Magazine Editor Left Red-Faced After ‘Reply All’ Gaff

Magazine Editor Left Red-Faced After ‘Reply All’ Gaff

The president of a popular American financial magazine was left red-faced on Friday after he accidentally hit “reply all” on a confidential email and spilled the beans about staff lay-offs to the entire Wall Street Journal newsroom.

The farcical situation came about after WSJ editor Gerard Baker emailed employees to tell them about a new round of planned buyouts.

Seeing this, Barron’s president and editor, Ed Finn, intended to forward that email to a handful of other company high-ups, including Dow Jones Media Group publisher Almar Latour, to discuss the impact of the buyouts on the as-yet-unannounced redundancy plans for his staff.

His email had the following, according to Politico:

"The email Gerry Baker just sent about wsj buyouts says that dj is offering 1.5x the standard buyout package. Are we planning to go to the employees we are laying off at Barron's next week and offer them 1x the standard package. That could create some problems. Please advise."

Unfortunately for Finn, he hit “reply all” instead and apparently sent the email to the WSJ newsroom.

"That was not intentional. it was a mistake. we had not been told what package was being offered to the several barron's folks who would be laid off next week," Finn explained to Politico.

Tony Pepper, CEO of secure messaging firm Egress Software Technologies argued the case shows reply all and auto-fill might be time-saving functions, but only if used with caution.

“Businesses have to accept that mistakes like these happen: humans are fallible, it’s a fact of life,” he added.
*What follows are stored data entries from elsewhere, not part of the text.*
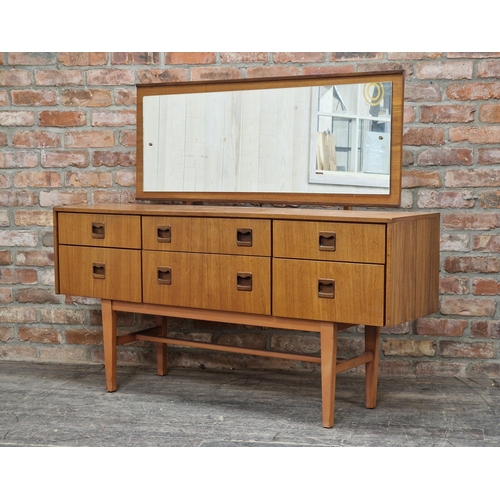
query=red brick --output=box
[8,52,57,65]
[0,231,39,248]
[59,53,108,66]
[416,61,473,80]
[444,256,499,273]
[38,346,88,363]
[65,329,103,345]
[442,212,499,230]
[65,131,114,148]
[417,190,474,208]
[18,327,61,343]
[471,320,500,339]
[114,88,136,106]
[0,268,37,284]
[13,131,61,148]
[270,332,320,354]
[61,89,112,107]
[0,327,14,341]
[92,191,136,204]
[115,171,136,187]
[119,131,136,147]
[439,276,469,294]
[404,105,416,123]
[402,170,441,188]
[11,90,57,106]
[449,52,500,58]
[478,190,500,208]
[0,307,37,323]
[137,69,188,84]
[440,297,496,316]
[0,132,6,147]
[14,210,53,227]
[445,168,500,187]
[16,250,54,266]
[415,318,467,337]
[405,84,442,102]
[447,82,500,100]
[40,308,85,324]
[466,362,500,378]
[0,191,36,206]
[220,53,269,64]
[0,70,31,86]
[302,65,356,76]
[477,60,500,78]
[473,278,500,295]
[440,233,470,252]
[330,52,382,61]
[0,251,12,265]
[246,66,298,80]
[388,52,441,60]
[0,345,38,360]
[273,53,325,63]
[473,234,500,252]
[39,111,86,127]
[0,174,9,189]
[14,171,62,188]
[39,190,88,206]
[0,91,6,106]
[403,127,445,146]
[86,69,135,85]
[35,70,83,86]
[218,332,267,350]
[0,152,37,169]
[93,151,135,167]
[91,110,135,127]
[420,105,474,123]
[478,148,500,164]
[479,104,500,123]
[382,339,436,357]
[0,111,35,126]
[65,172,113,188]
[111,52,160,65]
[191,67,242,81]
[42,150,89,168]
[451,126,500,144]
[166,53,216,65]
[440,341,494,359]
[415,361,466,377]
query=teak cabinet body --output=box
[54,203,440,427]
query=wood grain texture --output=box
[142,216,271,256]
[273,220,386,263]
[320,322,338,428]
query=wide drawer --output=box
[57,213,141,249]
[142,217,271,256]
[58,245,142,302]
[273,220,386,263]
[143,251,271,315]
[272,258,385,325]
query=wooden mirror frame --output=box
[136,70,404,207]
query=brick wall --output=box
[1,52,500,378]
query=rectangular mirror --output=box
[136,70,404,207]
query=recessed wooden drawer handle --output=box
[318,279,335,299]
[236,272,252,291]
[157,225,171,243]
[157,267,172,285]
[92,262,106,279]
[319,231,336,251]
[237,228,253,247]
[92,222,105,239]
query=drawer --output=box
[273,220,386,264]
[58,246,142,302]
[143,251,271,315]
[272,258,385,325]
[142,217,271,256]
[57,213,141,249]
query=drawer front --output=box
[142,217,271,256]
[143,251,271,315]
[58,246,142,302]
[273,220,386,264]
[272,258,385,325]
[57,213,141,249]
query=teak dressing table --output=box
[53,71,440,427]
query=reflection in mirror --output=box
[137,71,404,206]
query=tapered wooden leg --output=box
[155,315,168,376]
[320,322,339,428]
[101,299,117,392]
[365,325,381,409]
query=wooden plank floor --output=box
[1,361,500,447]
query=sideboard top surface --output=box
[54,203,438,224]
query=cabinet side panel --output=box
[385,215,440,325]
[53,210,60,294]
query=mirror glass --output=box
[137,71,403,206]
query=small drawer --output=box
[273,220,386,264]
[58,246,142,302]
[57,213,141,249]
[142,217,271,256]
[143,251,271,315]
[272,258,385,325]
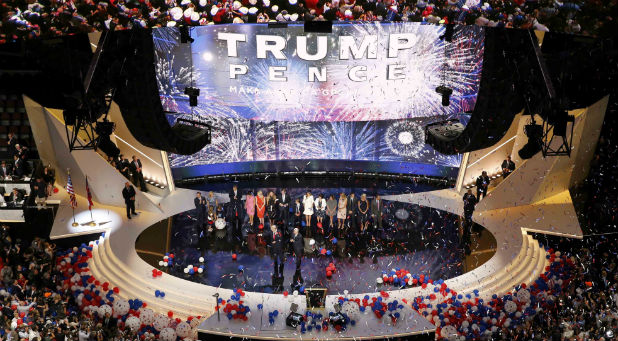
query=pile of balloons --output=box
[408,248,575,340]
[267,310,279,324]
[183,264,204,275]
[158,253,175,267]
[325,263,337,278]
[55,241,205,340]
[378,271,432,288]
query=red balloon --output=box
[326,270,332,277]
[168,311,174,317]
[169,253,175,258]
[283,291,288,297]
[232,254,237,260]
[53,187,59,193]
[113,287,120,294]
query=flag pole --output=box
[68,169,79,227]
[72,206,78,227]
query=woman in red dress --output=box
[256,190,266,227]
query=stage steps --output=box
[89,236,217,319]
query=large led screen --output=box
[154,23,484,178]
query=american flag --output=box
[67,173,77,209]
[86,177,94,210]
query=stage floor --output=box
[137,196,494,294]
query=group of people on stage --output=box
[109,154,148,193]
[238,187,385,238]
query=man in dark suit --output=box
[130,156,147,192]
[122,182,137,219]
[8,188,23,205]
[7,132,17,160]
[195,192,205,228]
[117,155,131,179]
[278,189,291,229]
[462,189,477,223]
[267,225,284,277]
[0,161,11,178]
[347,193,358,230]
[101,312,118,339]
[12,155,24,178]
[475,171,490,200]
[371,194,384,231]
[293,198,302,228]
[228,184,242,233]
[501,155,516,178]
[462,189,477,255]
[290,227,304,272]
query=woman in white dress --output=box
[302,191,314,232]
[337,193,347,232]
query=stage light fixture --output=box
[518,121,543,160]
[184,87,200,106]
[179,26,194,44]
[435,85,453,106]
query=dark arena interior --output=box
[0,4,617,341]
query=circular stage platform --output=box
[136,181,495,296]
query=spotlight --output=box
[184,87,200,106]
[95,121,115,136]
[435,85,453,106]
[439,24,455,42]
[179,26,194,44]
[518,122,543,159]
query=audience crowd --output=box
[1,0,617,43]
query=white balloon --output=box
[184,268,189,274]
[153,314,170,331]
[516,289,531,303]
[504,300,517,313]
[340,301,359,320]
[139,308,155,325]
[441,325,458,340]
[159,327,177,341]
[99,304,112,317]
[176,322,192,338]
[159,261,164,266]
[199,257,204,263]
[189,317,201,328]
[197,267,203,274]
[112,299,130,316]
[126,316,141,331]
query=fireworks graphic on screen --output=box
[383,120,426,160]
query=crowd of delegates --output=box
[3,133,31,180]
[1,0,617,43]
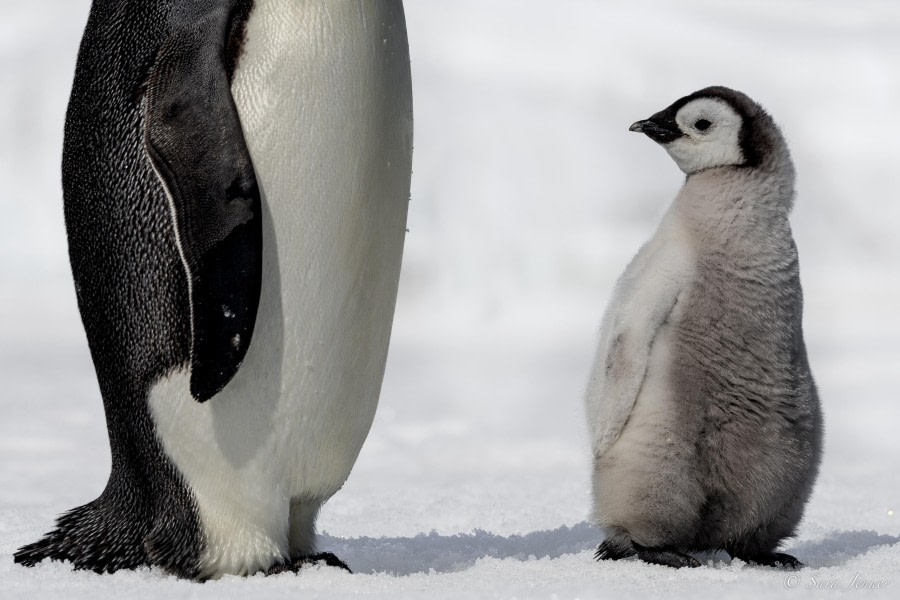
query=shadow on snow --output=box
[320,524,900,576]
[320,522,600,575]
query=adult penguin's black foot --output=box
[267,552,352,575]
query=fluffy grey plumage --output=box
[585,86,822,569]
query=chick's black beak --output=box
[628,120,650,133]
[629,118,683,144]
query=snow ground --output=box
[1,1,899,598]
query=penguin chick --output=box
[585,86,822,569]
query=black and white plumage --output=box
[586,86,822,569]
[15,0,412,579]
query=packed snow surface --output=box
[1,1,898,598]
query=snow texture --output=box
[1,0,899,598]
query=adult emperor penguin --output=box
[585,87,822,569]
[15,0,412,579]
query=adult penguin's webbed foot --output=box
[267,552,352,575]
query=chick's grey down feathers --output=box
[587,86,822,567]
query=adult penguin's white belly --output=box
[148,0,412,577]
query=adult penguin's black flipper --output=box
[144,3,262,402]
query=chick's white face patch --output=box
[664,98,745,174]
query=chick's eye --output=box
[695,119,711,131]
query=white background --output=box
[1,1,898,598]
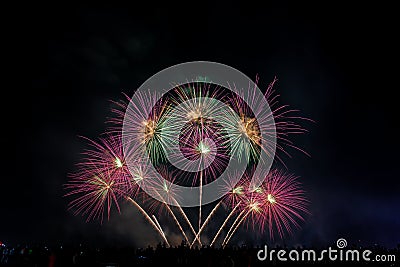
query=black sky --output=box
[2,3,399,248]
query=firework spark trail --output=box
[210,201,241,247]
[198,112,206,244]
[221,208,248,247]
[190,201,222,247]
[154,191,190,244]
[149,167,200,245]
[222,209,252,247]
[152,215,163,234]
[152,215,168,243]
[126,197,170,247]
[172,198,201,245]
[198,170,203,244]
[167,206,190,244]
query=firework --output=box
[108,90,171,165]
[263,77,313,165]
[173,198,201,245]
[64,167,124,223]
[162,83,231,243]
[75,135,132,192]
[159,202,190,244]
[125,196,170,247]
[176,127,230,183]
[207,172,249,246]
[163,83,231,182]
[64,134,132,222]
[167,82,225,136]
[220,171,250,208]
[220,169,309,246]
[190,201,222,247]
[138,166,200,245]
[221,191,264,247]
[210,201,241,247]
[143,167,190,244]
[66,74,311,247]
[256,169,309,239]
[221,76,275,162]
[173,125,229,244]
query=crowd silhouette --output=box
[1,240,398,266]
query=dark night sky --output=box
[2,3,399,248]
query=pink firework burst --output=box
[176,125,230,185]
[256,169,309,239]
[64,167,125,223]
[221,169,308,246]
[264,76,314,165]
[220,171,250,209]
[76,134,132,193]
[240,188,266,230]
[65,134,133,222]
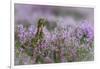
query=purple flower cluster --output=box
[28,25,37,38]
[15,20,94,64]
[80,21,94,42]
[17,24,36,44]
[74,20,94,43]
[17,24,26,44]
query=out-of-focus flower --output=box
[43,27,52,42]
[38,40,48,49]
[74,20,94,43]
[15,19,94,64]
[28,25,36,38]
[17,24,37,44]
[80,21,94,42]
[17,24,26,44]
[75,27,84,39]
[44,56,53,63]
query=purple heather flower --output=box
[18,24,24,33]
[28,25,36,38]
[61,29,68,39]
[43,27,52,42]
[17,24,38,44]
[17,24,25,44]
[74,20,94,43]
[50,33,57,41]
[17,24,29,44]
[75,27,84,39]
[80,20,94,41]
[19,33,27,44]
[40,40,48,49]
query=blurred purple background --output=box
[14,3,94,31]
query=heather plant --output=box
[15,18,94,65]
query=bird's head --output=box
[37,18,48,29]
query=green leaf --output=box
[77,47,88,61]
[53,51,61,63]
[15,41,20,49]
[25,48,33,56]
[36,55,44,63]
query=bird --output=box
[31,18,48,48]
[22,18,48,57]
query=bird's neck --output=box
[36,26,44,36]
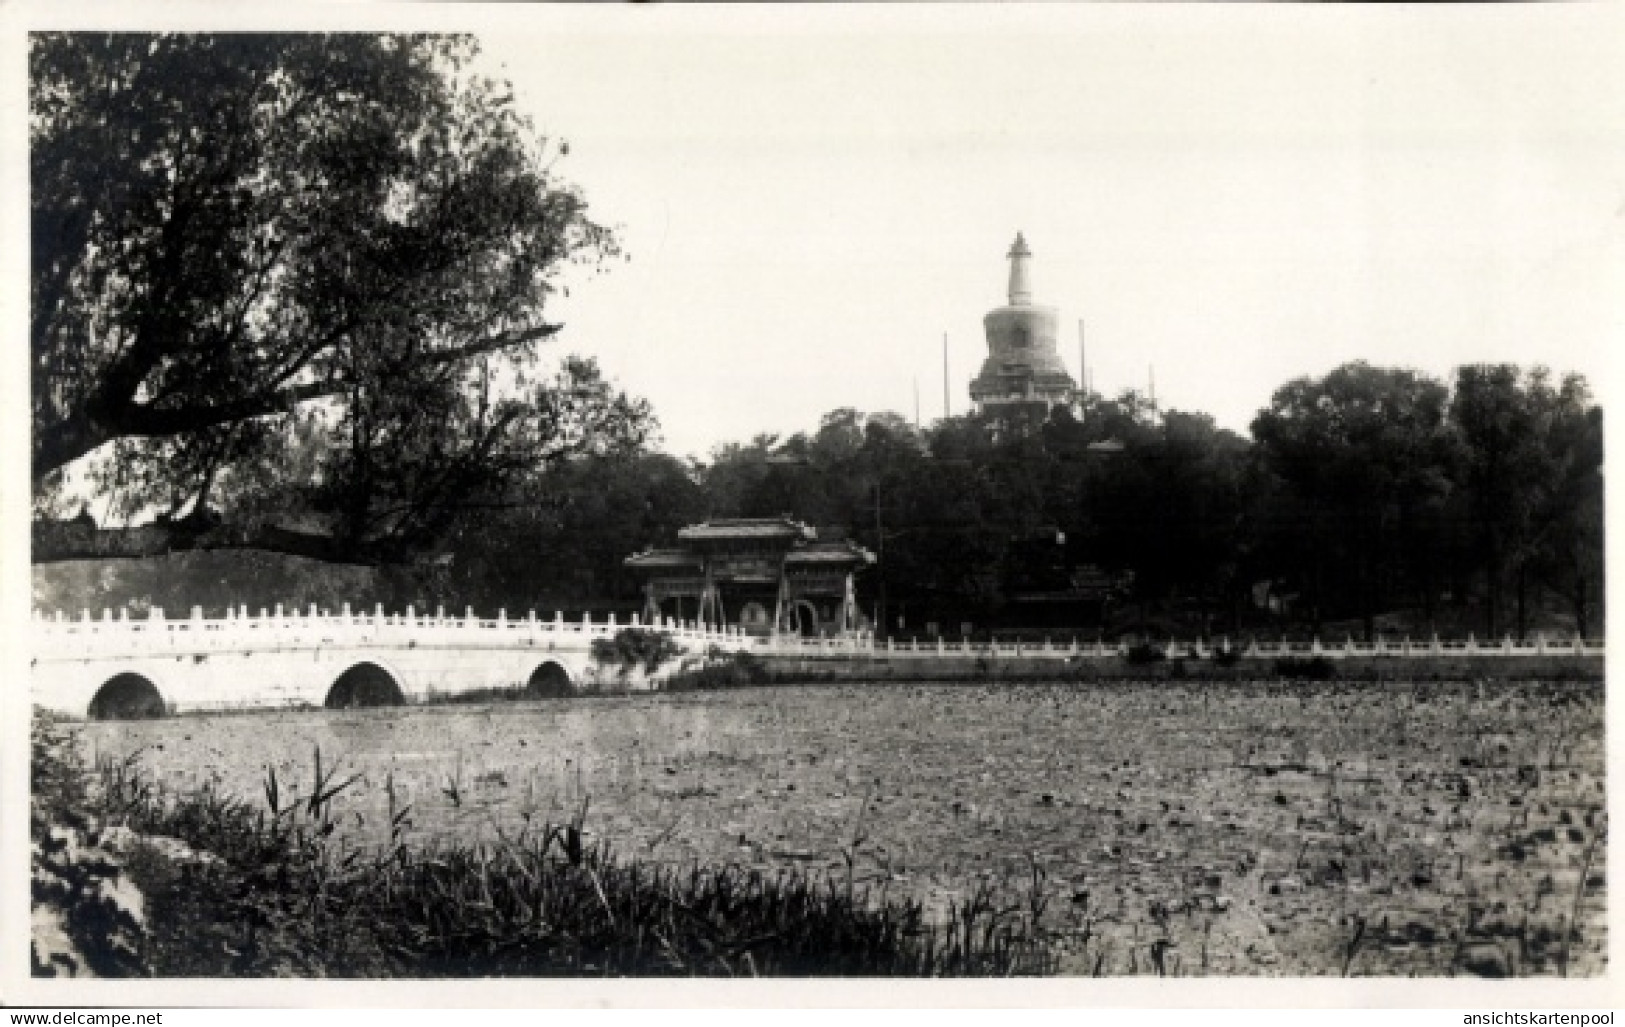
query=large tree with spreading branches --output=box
[32,33,651,563]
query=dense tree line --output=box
[1248,362,1602,640]
[394,360,1601,643]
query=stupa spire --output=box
[970,230,1075,414]
[1006,231,1033,305]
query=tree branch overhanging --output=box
[33,323,565,480]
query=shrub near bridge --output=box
[590,628,685,683]
[663,648,774,691]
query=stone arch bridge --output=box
[30,604,793,720]
[31,603,1600,721]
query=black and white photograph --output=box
[7,1,1619,1008]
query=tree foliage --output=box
[1450,365,1602,637]
[681,365,1598,641]
[1251,362,1457,634]
[692,397,1251,634]
[32,33,648,563]
[416,451,706,613]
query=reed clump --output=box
[79,741,1056,977]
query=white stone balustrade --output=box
[34,604,1608,659]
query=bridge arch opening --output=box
[526,661,573,698]
[88,673,167,721]
[325,662,406,709]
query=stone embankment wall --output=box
[754,652,1603,683]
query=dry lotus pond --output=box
[77,678,1606,976]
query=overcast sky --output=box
[472,6,1623,461]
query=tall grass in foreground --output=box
[81,736,1056,976]
[31,715,146,977]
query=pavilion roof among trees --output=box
[625,518,874,636]
[626,518,875,573]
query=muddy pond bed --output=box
[77,677,1606,976]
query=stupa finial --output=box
[1006,231,1033,305]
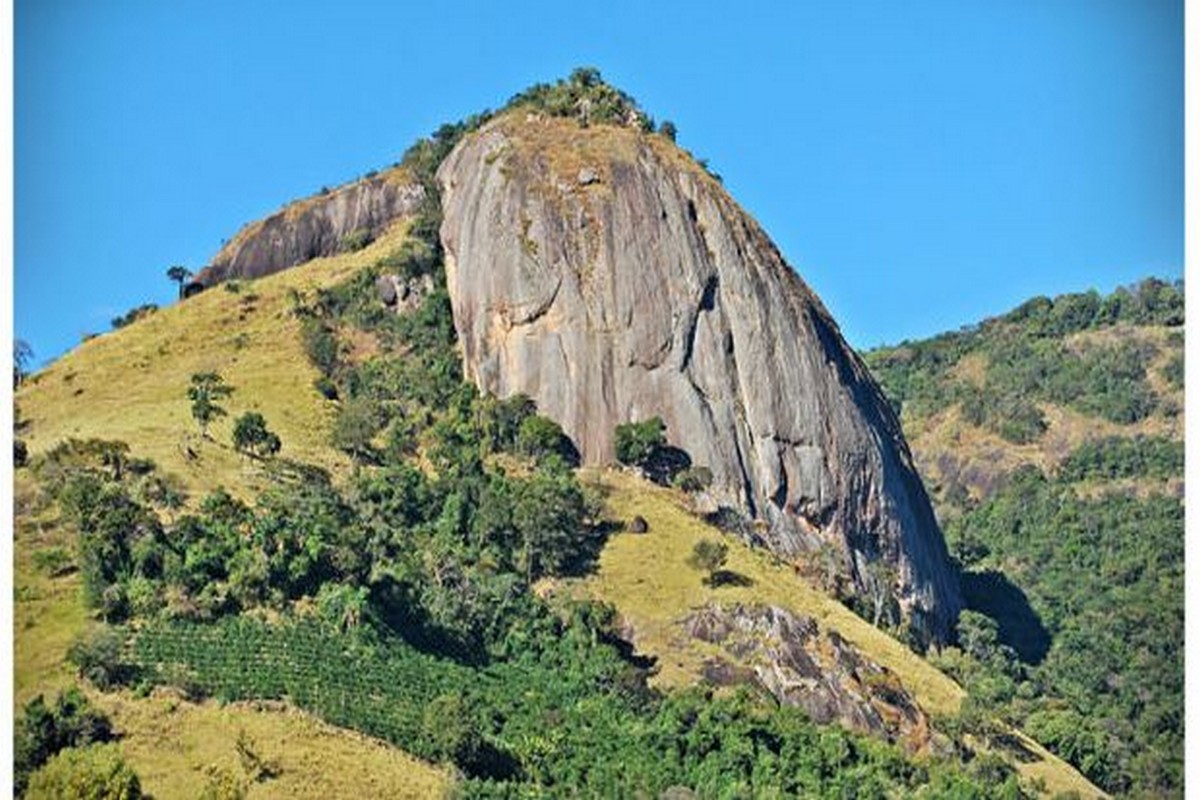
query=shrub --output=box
[516,414,571,461]
[67,626,133,690]
[32,547,74,577]
[673,465,713,493]
[659,120,678,141]
[378,238,439,280]
[110,304,158,330]
[331,397,384,462]
[15,688,115,796]
[338,228,374,253]
[614,417,666,468]
[231,412,282,459]
[687,539,729,585]
[25,744,141,800]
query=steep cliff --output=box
[437,114,961,641]
[194,167,424,286]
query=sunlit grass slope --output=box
[575,469,1104,799]
[14,225,452,798]
[15,225,416,501]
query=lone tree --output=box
[688,539,729,586]
[187,372,233,438]
[614,417,666,468]
[232,412,281,459]
[13,339,33,388]
[166,265,192,299]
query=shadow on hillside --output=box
[708,570,754,588]
[558,519,621,579]
[961,569,1050,665]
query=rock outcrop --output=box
[194,169,424,286]
[437,114,961,641]
[684,603,931,749]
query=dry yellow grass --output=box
[94,692,450,800]
[574,469,1104,798]
[13,224,455,797]
[14,225,416,501]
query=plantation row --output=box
[131,618,479,763]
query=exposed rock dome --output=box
[437,114,961,641]
[194,169,424,286]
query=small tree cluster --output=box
[14,687,116,796]
[232,412,282,459]
[613,417,666,468]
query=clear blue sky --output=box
[15,0,1183,365]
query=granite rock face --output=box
[437,115,961,641]
[194,170,424,286]
[685,603,931,749]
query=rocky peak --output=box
[194,167,424,287]
[436,113,961,642]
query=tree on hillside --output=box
[614,417,666,469]
[167,265,192,299]
[232,412,282,459]
[187,372,234,438]
[688,539,729,586]
[14,339,33,388]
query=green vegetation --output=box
[231,412,281,459]
[687,539,728,585]
[110,304,158,330]
[15,338,34,387]
[1057,435,1182,482]
[166,265,192,299]
[187,372,234,438]
[614,417,666,468]
[15,687,116,797]
[25,744,142,800]
[507,66,653,130]
[865,278,1183,441]
[937,465,1183,796]
[866,280,1184,797]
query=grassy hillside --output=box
[14,226,453,798]
[13,70,1115,799]
[13,223,419,501]
[864,279,1184,797]
[570,469,1101,799]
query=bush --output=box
[110,304,157,330]
[25,744,141,800]
[673,466,713,493]
[67,626,133,690]
[231,412,282,459]
[15,688,115,796]
[338,228,374,253]
[331,397,383,462]
[687,539,729,584]
[516,414,573,462]
[614,417,666,468]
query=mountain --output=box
[14,70,1105,798]
[436,111,960,644]
[865,280,1184,797]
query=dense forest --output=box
[865,280,1184,797]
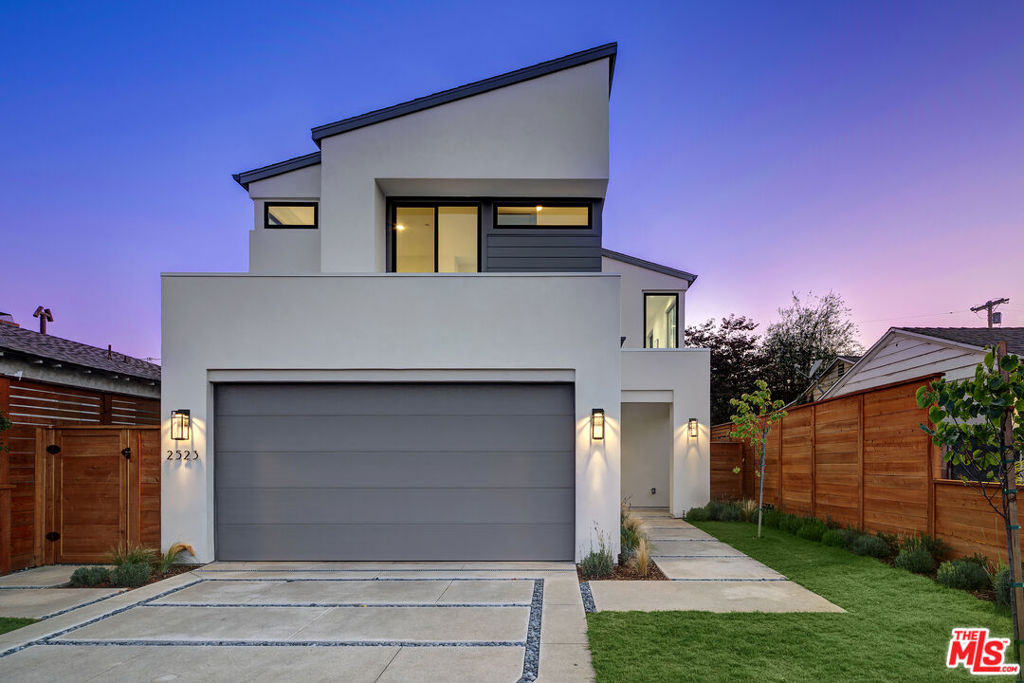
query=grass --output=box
[0,617,36,635]
[586,521,1013,682]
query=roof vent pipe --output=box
[32,307,53,334]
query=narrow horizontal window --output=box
[496,204,590,228]
[265,202,317,228]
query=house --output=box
[824,327,1024,398]
[161,43,711,563]
[797,354,861,403]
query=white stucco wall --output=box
[621,349,710,516]
[161,272,622,562]
[620,402,671,507]
[247,164,322,273]
[601,256,689,348]
[319,58,611,273]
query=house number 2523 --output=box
[167,450,200,461]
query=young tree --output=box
[760,291,862,404]
[686,315,764,424]
[917,343,1024,664]
[729,380,787,537]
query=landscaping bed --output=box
[577,560,667,582]
[66,563,202,590]
[586,521,1012,682]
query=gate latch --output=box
[45,532,60,542]
[121,447,131,460]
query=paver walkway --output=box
[0,566,123,620]
[587,508,843,613]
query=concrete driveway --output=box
[0,562,592,682]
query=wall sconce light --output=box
[592,408,605,440]
[688,417,699,438]
[171,409,191,441]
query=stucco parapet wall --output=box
[161,272,619,278]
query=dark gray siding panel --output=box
[214,382,575,561]
[487,256,602,271]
“By accepting this, and adopting technologies that can provide a safety net for users – for example, by offering the ability to encrypt, so that unintended users cannot access sensitive data; or having the ability to revoke access if data is sent in error; or refusing to send sensitive content to certain addresses and domains – then we can help to prevent these type of upsetting errors in the future.”